Jay Turner-Cooke and Cameron Ferguson nudged the Magpies into a 2-0 lead by the hour mark before the Colliers levelled after staging a great comeback with two goals in five minutes from Karl Ross and Craig Spooner.
It set up an exciting finale which included a chance for either side in stoppage time before the game went to a penalty shoot out. Newcastle led 4-3 when Danny Anderson had his spot kick pushed aside by ‘keeper Will Brown and the under 23’s booked their place in the semi finals when Nathan Carlyon tucked away their fifth.
However off the pitch, the fantastic turn out of 1,357 saw Ashington smash through their previous record attendance of 1,229 at Woodhorn Lane.
There was little in the way of goalmouth action in the early stages. Indeed the first opening came in the 13th minute when Dean Briggs – on his return – found Luke Salmon on the right but the midfielder lofted his effort over.
Liam Doyle then played the ball in for Briggs but he was snuffed out before Ross was clear but stumbled after being fouled and the danger evaporated.
Lucas de Bolle had Newcastle’s first shot from 20 yards which was held by home ‘keeper Karl Dryden but midway through the half, the young Magpies went ahead when Turner-Cooke hooked home a downward volley at the far post after a cross from the left.
On the half hour, Dryden made a crucial save to deny Newcastle a second.
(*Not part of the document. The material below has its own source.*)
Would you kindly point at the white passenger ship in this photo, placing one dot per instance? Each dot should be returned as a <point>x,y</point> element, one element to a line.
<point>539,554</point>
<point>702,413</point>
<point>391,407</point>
Ferguson pounced on a defensive error but his effort was blocked by Dryden.
It was the last goalmouth action in a period where the home side just could not find any sort of rhythm – and they also lacked composure on the ball.
After the break the visitors were in control and after Turner-Cooke had played a cross too far ahead of the incoming striker, a ball played in by skipper Jack Young saw Charlie Wiggett miss out.
Ferguson doubled his sides lead when a move started off by Young led to a cross from the right where Ferguson turned on a sixpence and fired into the corner.
Then all of a sudden, it was as if Ashington pressed a switch which saw them have belief – and they bounced back to level with two quickfire goals, the first in the 70th minute.
Manager Ian Skinner had just made a triple change introducing Danny Anderson, Paul Robinson and Max Cowburn for Salmon, Bobby Taylor and Briggs – and when Cowburn floated an inviting ball into the area, Ross headed over the advancing Brown and into the net.
Incredibly, now with momentum, Ashington’s best move of the night resulted in the equaliser.
Cowburn’s delightful chip over a defender released Doyle in the area and when his cross was only partially cleared, the ball fell to Spooner who caressed a low right footer wide of Brown and just inside the post.
In the next minute, there was action at both ends. A lovely ball over the top by Coppen released Doyle but his pull back was played behind his team mates in the area then when play switched, Turner-Cooke drove wide.
Ten minutes from time, Dryden made a great save diving low to his right to keep out a full blooded drive by Rosaire Longelo then the same player got on the end of a through ball to lob over Dryden. Turner-Cooke got to the ball ahead of Coppen to net but the score was ruled out for offside.
The thrills and spills continued until the final whistle. Robinson and Summerly worked a one-two down the left flank which ended with the latter driving the ball across the face of the goal.
In the first minute of time added on, Spooner’s through ball for Cowburn just lacked a bit of pace on it which allowed Newcastle to clear but seconds later, Young – the outstanding player of the park – flashed a shot narrowly wide from distance.
Then came the shoot out. On target for Newcastle were Young, Adam Wilson, Longelo, Turner-Cooke and Carlyon with replies from Ben Harmison, Robinson and Cowburn.